The three estimates of correlation are:

$r_{12}=\frac{s_{12}}{\sqrt{s_{11} s_{22}}}=\frac{0.0056}{\sqrt{0.0309 \times 0.0739}}=0.117189$

$r_{23}=\frac{0.0148}{\sqrt{0.0739 \times 0.0489}}=0.246198$

$r_{13}=\frac{0.0011}{\sqrt{0.0309 \times 0.0489}}=0.028298$

Next we will impose that the common correlation $\bar{r}$ is the average of these 3 values.
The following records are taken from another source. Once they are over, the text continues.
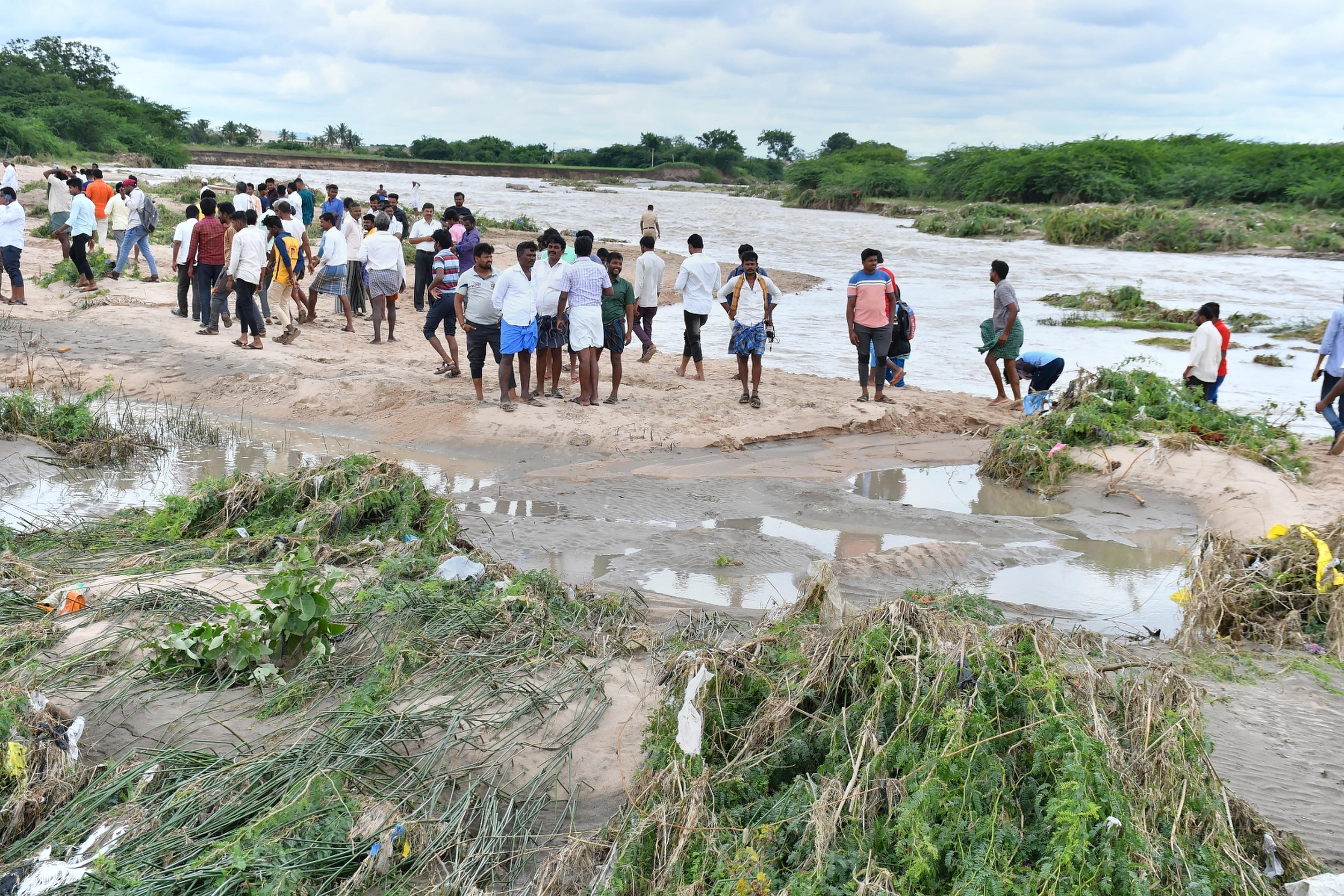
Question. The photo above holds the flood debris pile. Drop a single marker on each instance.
(920, 752)
(1130, 406)
(431, 745)
(1126, 307)
(1284, 590)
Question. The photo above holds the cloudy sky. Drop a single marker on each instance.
(924, 74)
$\bar{r}=\frac{1}{3}(0.117189+0.246198+0.028298)=0.130562$

Now I can show you what the matrix F (the constant correlation covariance matrix) looks like. The diagonal entries $f_{ii}$ are taken unchanged from your sample matrix, the off diagonal are found from $f_{ij}=\bar{r}\sqrt{\sigma_{ii} \sigma_{jj}}$

F=[0.0309,0.006239,0.005075;
   0.006239,0.0739,0.007849;
   0.005075,0.007849,0.0489]

This the shrinkage target.

To find the final result of the Ledoit Wolf approach we have to take a 50/50 compromise (element by element) between your matrix $S$ and the matrix $F$.

$\delta S + (1-\delta) F = 0.5 S + 0.5 F$

(Apologies, I am doing these calculations by hand so there is the possibility of an error).